Below the stats is the Channel Acquisition by Event Year chart, each year’s registrants split into two segments:
  • Newly acquired. People who joined the channel inside the window between the prior event and this one. The freshness signal.
  • Already in channel. People who were already in the channel before the prior event. The retention signal.
A high newly-acquired share means the channel is genuinely growing your audience between events. A high already-in-channel share means the channel is re-converting the same crowd you already had: useful for retention, less useful for top-of-funnel.

What you can learn

Three reads to extract from any side-by-side:
  1. Which channel converts.
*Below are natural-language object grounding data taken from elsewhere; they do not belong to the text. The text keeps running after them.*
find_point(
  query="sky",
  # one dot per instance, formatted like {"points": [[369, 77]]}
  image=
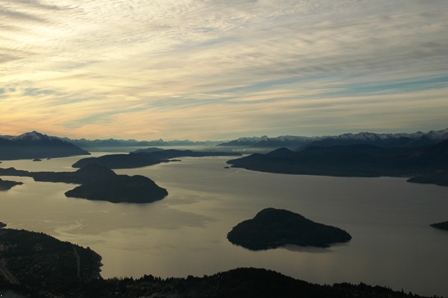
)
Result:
{"points": [[222, 69]]}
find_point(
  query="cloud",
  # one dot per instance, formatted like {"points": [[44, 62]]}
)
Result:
{"points": [[209, 68]]}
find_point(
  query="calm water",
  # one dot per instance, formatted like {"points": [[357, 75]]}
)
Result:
{"points": [[185, 234]]}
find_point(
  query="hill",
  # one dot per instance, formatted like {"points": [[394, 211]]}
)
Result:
{"points": [[100, 183], [428, 164], [294, 143], [145, 157], [34, 145], [272, 228]]}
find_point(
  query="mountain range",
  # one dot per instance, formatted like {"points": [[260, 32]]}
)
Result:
{"points": [[407, 140]]}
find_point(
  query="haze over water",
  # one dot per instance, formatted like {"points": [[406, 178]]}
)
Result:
{"points": [[185, 233]]}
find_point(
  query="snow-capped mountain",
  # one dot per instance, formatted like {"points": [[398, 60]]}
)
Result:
{"points": [[377, 139]]}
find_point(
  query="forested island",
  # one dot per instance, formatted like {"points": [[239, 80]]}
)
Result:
{"points": [[145, 157], [272, 228], [34, 145], [38, 265], [100, 183], [428, 164], [6, 184]]}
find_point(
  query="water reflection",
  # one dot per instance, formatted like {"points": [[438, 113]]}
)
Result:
{"points": [[185, 233]]}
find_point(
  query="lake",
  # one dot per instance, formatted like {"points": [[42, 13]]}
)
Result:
{"points": [[185, 233]]}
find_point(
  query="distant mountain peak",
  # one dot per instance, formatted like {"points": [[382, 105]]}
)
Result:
{"points": [[31, 136]]}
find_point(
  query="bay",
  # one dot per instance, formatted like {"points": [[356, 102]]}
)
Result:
{"points": [[185, 233]]}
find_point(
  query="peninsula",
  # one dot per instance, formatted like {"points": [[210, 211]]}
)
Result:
{"points": [[100, 183], [272, 228], [38, 262], [38, 265], [145, 157], [428, 164], [34, 145]]}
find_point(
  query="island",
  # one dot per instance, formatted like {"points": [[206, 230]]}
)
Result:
{"points": [[120, 189], [441, 225], [100, 183], [38, 265], [35, 146], [427, 164], [145, 157], [7, 185], [273, 228]]}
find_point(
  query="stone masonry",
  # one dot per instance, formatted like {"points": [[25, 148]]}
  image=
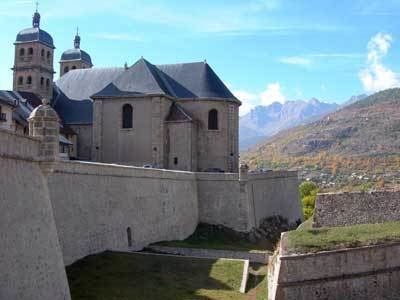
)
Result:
{"points": [[44, 124]]}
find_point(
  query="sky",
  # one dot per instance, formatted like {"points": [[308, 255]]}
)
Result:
{"points": [[264, 50]]}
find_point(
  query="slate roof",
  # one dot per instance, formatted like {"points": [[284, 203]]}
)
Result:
{"points": [[76, 54], [178, 114], [82, 84], [183, 81], [35, 34], [22, 103], [74, 91], [72, 111]]}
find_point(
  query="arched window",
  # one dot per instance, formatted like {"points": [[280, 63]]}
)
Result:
{"points": [[213, 119], [129, 236], [127, 116]]}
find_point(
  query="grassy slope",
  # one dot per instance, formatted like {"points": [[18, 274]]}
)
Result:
{"points": [[364, 135], [119, 276], [308, 240], [207, 238]]}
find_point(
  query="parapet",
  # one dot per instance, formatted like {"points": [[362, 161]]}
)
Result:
{"points": [[44, 124], [345, 209]]}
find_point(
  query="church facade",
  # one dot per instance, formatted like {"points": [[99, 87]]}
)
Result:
{"points": [[177, 116]]}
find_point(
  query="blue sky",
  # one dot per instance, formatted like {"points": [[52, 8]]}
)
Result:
{"points": [[264, 50]]}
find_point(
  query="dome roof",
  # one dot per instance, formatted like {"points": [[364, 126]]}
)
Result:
{"points": [[35, 34], [76, 54]]}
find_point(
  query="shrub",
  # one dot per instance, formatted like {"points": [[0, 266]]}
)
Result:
{"points": [[308, 193]]}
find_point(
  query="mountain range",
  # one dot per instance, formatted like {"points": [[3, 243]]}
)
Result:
{"points": [[363, 136], [264, 121]]}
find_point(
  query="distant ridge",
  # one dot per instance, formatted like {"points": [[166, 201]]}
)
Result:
{"points": [[364, 135], [264, 121]]}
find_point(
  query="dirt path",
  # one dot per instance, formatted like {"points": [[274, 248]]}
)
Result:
{"points": [[257, 274]]}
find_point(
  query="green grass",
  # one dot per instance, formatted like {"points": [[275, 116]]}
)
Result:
{"points": [[125, 276], [308, 240], [217, 245], [209, 237]]}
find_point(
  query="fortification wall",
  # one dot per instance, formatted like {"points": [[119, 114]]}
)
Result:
{"points": [[343, 209], [97, 205], [220, 202], [30, 256], [243, 204], [371, 272], [274, 193]]}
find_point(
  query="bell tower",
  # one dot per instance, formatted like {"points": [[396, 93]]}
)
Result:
{"points": [[76, 58], [33, 63]]}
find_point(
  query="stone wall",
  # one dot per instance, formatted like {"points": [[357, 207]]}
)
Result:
{"points": [[30, 256], [243, 204], [343, 209], [274, 193], [84, 140], [365, 273], [215, 148], [220, 202], [101, 207]]}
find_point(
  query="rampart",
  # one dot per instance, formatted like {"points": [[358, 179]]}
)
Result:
{"points": [[242, 203], [30, 257], [54, 212], [274, 193], [99, 207], [371, 272], [343, 209]]}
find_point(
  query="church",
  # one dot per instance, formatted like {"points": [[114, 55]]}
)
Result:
{"points": [[172, 116]]}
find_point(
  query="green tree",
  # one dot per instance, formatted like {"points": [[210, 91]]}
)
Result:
{"points": [[308, 193]]}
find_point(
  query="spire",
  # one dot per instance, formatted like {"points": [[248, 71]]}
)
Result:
{"points": [[77, 41], [36, 17]]}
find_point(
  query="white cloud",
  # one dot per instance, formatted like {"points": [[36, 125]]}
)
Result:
{"points": [[249, 101], [272, 94], [295, 60], [118, 36], [376, 76]]}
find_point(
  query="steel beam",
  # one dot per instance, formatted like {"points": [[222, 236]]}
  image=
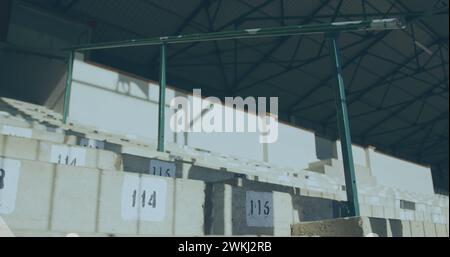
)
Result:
{"points": [[335, 27], [68, 86], [344, 130], [162, 100]]}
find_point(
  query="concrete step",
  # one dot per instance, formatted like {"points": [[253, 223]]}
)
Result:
{"points": [[369, 227], [37, 150], [50, 198]]}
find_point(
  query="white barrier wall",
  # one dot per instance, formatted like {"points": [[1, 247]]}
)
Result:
{"points": [[118, 103], [400, 174]]}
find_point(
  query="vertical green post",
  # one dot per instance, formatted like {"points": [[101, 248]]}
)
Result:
{"points": [[162, 99], [68, 86], [344, 130]]}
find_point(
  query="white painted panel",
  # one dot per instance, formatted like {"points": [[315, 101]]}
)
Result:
{"points": [[259, 209], [65, 155], [17, 132], [244, 145], [162, 168], [92, 143], [400, 174], [143, 198], [295, 147], [9, 178]]}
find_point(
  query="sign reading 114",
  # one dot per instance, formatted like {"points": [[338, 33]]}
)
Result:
{"points": [[145, 199]]}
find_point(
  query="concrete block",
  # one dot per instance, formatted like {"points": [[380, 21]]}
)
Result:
{"points": [[419, 216], [430, 229], [417, 229], [30, 198], [75, 200], [282, 219], [313, 209], [441, 230], [406, 228], [110, 206], [344, 227], [389, 213], [19, 148], [189, 207], [242, 211], [79, 156], [378, 212], [159, 221]]}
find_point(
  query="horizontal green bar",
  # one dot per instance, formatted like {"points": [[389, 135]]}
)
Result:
{"points": [[336, 27]]}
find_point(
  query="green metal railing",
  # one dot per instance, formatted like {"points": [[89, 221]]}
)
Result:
{"points": [[330, 29]]}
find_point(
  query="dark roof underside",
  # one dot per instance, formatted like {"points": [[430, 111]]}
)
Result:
{"points": [[397, 81]]}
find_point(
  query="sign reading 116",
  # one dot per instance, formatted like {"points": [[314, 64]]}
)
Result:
{"points": [[145, 199]]}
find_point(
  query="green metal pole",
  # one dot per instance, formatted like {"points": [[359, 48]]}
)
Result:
{"points": [[162, 99], [68, 86], [344, 131]]}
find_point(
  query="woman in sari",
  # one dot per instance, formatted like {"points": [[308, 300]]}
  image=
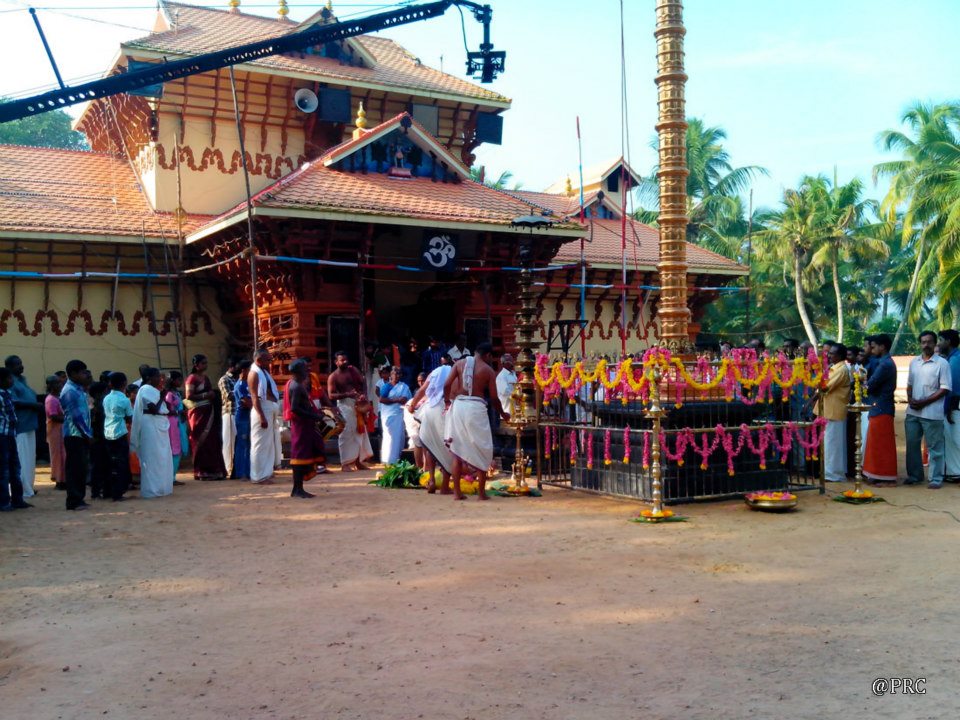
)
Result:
{"points": [[242, 402], [394, 395], [203, 418], [54, 413]]}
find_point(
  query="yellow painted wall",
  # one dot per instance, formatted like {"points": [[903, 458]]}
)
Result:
{"points": [[47, 352], [209, 191], [638, 339]]}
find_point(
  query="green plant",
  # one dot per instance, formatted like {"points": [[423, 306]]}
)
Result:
{"points": [[402, 474]]}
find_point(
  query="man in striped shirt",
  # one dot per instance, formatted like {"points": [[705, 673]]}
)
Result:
{"points": [[77, 433]]}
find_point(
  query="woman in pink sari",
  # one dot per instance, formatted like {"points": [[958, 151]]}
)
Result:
{"points": [[58, 455], [203, 418]]}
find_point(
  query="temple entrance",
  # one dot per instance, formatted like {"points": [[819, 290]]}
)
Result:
{"points": [[401, 308]]}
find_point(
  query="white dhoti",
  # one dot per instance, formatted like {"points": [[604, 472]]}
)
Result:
{"points": [[392, 425], [951, 439], [431, 435], [411, 423], [835, 451], [467, 432], [228, 436], [263, 442], [27, 452], [156, 458], [352, 445]]}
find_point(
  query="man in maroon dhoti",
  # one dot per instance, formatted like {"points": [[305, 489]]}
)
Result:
{"points": [[306, 442]]}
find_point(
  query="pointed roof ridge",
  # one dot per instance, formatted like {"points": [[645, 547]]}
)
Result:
{"points": [[343, 150]]}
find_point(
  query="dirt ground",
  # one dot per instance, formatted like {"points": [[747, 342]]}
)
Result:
{"points": [[232, 601]]}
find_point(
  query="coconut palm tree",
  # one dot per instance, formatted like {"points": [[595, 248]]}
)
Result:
{"points": [[925, 183], [847, 235], [713, 186], [793, 235]]}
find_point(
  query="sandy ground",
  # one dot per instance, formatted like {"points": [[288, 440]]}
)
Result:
{"points": [[232, 601]]}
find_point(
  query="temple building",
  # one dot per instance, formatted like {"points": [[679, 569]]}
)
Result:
{"points": [[364, 219]]}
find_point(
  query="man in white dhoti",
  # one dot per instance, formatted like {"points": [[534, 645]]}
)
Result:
{"points": [[467, 431], [265, 396], [431, 408], [393, 396], [150, 438], [347, 388], [836, 397], [28, 420]]}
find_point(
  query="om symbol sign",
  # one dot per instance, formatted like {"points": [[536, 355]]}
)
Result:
{"points": [[440, 251]]}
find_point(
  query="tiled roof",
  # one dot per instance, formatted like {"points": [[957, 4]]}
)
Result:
{"points": [[199, 30], [323, 189], [591, 175], [46, 190], [603, 248], [420, 135], [561, 206]]}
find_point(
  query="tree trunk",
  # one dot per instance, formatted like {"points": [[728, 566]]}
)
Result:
{"points": [[836, 290], [801, 300], [911, 293]]}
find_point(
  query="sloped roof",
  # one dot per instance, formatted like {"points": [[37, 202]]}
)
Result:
{"points": [[591, 175], [199, 30], [603, 247], [417, 134], [562, 206], [69, 192]]}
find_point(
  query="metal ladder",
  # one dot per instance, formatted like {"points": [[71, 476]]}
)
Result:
{"points": [[169, 352]]}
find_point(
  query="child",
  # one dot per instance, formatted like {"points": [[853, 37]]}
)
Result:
{"points": [[175, 408], [117, 410], [58, 454], [11, 489]]}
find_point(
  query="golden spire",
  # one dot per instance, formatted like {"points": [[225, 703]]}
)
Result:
{"points": [[360, 122]]}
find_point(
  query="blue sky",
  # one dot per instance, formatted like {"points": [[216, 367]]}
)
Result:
{"points": [[800, 87]]}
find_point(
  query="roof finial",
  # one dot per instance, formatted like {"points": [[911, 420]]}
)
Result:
{"points": [[360, 122]]}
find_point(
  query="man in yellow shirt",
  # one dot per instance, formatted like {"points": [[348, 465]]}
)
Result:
{"points": [[836, 397]]}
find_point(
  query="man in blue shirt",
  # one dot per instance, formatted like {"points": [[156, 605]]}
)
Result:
{"points": [[116, 410], [77, 433], [28, 419], [11, 490], [949, 349]]}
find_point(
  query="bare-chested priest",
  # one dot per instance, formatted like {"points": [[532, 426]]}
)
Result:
{"points": [[346, 387], [467, 432]]}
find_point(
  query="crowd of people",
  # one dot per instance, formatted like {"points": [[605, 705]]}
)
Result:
{"points": [[932, 417], [110, 435]]}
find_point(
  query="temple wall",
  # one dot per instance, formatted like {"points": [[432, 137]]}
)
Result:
{"points": [[211, 173], [74, 324], [603, 330]]}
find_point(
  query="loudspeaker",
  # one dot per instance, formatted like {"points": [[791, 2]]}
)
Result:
{"points": [[306, 100], [489, 128]]}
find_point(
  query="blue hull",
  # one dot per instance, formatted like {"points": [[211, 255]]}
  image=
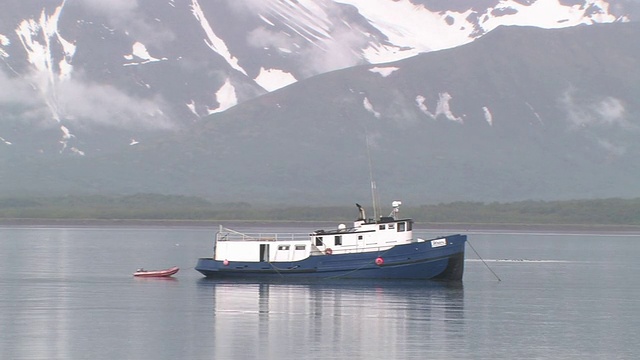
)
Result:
{"points": [[410, 261]]}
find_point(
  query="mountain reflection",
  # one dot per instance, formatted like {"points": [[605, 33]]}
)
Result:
{"points": [[352, 316]]}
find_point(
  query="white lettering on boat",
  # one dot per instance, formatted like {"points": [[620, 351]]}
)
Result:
{"points": [[438, 242]]}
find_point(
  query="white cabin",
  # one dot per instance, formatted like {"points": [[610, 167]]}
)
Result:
{"points": [[364, 236]]}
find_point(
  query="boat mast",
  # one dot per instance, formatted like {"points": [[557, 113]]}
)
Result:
{"points": [[374, 190]]}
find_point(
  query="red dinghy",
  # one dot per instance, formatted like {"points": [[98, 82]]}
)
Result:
{"points": [[156, 273]]}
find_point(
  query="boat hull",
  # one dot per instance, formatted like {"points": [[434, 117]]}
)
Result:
{"points": [[417, 260], [157, 273]]}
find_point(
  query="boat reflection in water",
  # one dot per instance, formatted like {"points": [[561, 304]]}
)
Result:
{"points": [[390, 318]]}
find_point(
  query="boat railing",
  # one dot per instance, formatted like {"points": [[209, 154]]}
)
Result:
{"points": [[225, 234]]}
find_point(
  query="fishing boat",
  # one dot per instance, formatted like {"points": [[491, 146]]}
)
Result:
{"points": [[156, 273], [384, 248]]}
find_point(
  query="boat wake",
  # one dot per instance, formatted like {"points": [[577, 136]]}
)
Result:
{"points": [[519, 260]]}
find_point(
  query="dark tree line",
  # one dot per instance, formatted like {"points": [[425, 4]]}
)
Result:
{"points": [[175, 207]]}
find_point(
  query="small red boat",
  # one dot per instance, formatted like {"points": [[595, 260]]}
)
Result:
{"points": [[156, 273]]}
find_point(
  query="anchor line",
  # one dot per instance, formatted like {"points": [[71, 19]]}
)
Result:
{"points": [[485, 264]]}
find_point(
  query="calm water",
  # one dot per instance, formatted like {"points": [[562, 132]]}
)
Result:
{"points": [[68, 293]]}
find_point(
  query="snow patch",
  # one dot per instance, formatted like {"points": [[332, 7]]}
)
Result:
{"points": [[226, 97], [535, 113], [192, 106], [367, 105], [487, 115], [213, 41], [274, 79], [66, 136], [445, 109], [442, 107], [38, 39], [410, 27], [384, 71], [75, 150], [423, 107], [4, 41], [139, 50]]}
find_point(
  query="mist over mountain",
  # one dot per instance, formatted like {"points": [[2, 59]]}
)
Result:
{"points": [[298, 102]]}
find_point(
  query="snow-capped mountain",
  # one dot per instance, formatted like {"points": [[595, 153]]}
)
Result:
{"points": [[77, 68], [260, 100]]}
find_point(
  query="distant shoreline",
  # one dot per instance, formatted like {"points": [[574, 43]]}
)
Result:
{"points": [[419, 226]]}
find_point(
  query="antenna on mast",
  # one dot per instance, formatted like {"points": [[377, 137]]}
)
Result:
{"points": [[374, 190]]}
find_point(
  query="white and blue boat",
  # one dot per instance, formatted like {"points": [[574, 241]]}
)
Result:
{"points": [[370, 249]]}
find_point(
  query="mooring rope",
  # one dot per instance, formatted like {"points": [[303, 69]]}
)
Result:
{"points": [[485, 264]]}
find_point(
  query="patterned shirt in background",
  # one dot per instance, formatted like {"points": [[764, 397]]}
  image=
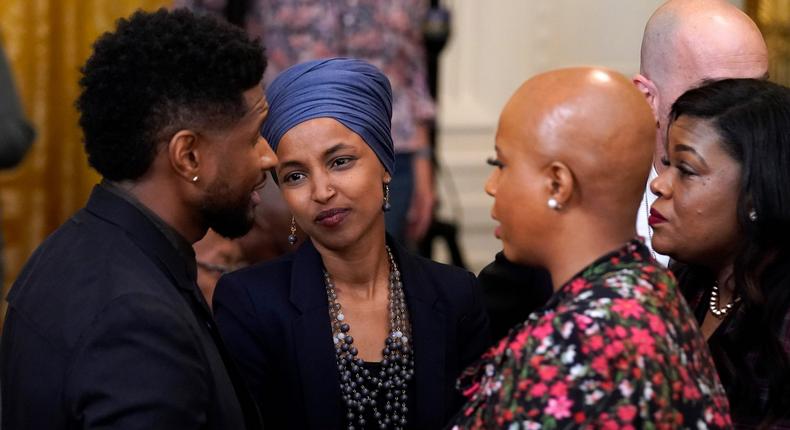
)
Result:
{"points": [[387, 33], [615, 348]]}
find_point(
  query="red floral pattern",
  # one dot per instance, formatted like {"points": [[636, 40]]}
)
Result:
{"points": [[615, 348]]}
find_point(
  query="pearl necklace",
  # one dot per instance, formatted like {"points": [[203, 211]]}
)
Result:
{"points": [[717, 311], [360, 388]]}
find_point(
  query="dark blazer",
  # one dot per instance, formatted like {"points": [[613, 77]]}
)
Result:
{"points": [[107, 329], [275, 320], [511, 292]]}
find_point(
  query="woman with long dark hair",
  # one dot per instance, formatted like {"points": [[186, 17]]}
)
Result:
{"points": [[723, 211]]}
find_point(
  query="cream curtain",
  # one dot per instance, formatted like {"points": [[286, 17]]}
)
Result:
{"points": [[773, 18], [46, 42]]}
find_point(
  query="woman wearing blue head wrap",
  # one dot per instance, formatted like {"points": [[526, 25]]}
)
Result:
{"points": [[351, 330]]}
Compare Event Participation Rate. A channel with 50% participation is much harder-working than one with 5%, regardless of size.
  2. Which channel grows. Compare the Newly Acquired share over time. A channel whose Newly Acquired stays tall across years is bringing in fresh audience consistently.
  3. Which channel costs more than it returns. A channel with a low participation rate and a falling Newly Acquired share is a candidate to retire or rebuild.

Filter by tag

Use the tag filter in the page header to scope each panel to a subset of events. For example, only Customer Day events. Every panel’s chart and table re-renders against the filtered slice. The selection is encoded in the URL as ?tagId=N, so the filtered view is deep-linkable. Open a ?tagId=… URL for a tag that no longer exists and Path drops the filter and shows the full view rather than error out.

Edge cases

  • One channel selected. The page renders a single panel; useful for a deep dive, but the comparison value comes from selecting at least two.
  • Channel with no events yet. The panel renders stats but skips the per-event chart and table. Import an event into the channel to populate it.
  • No events match the tag filter. Each panel shows an empty state telling you to attach events to the tag or clear the filter.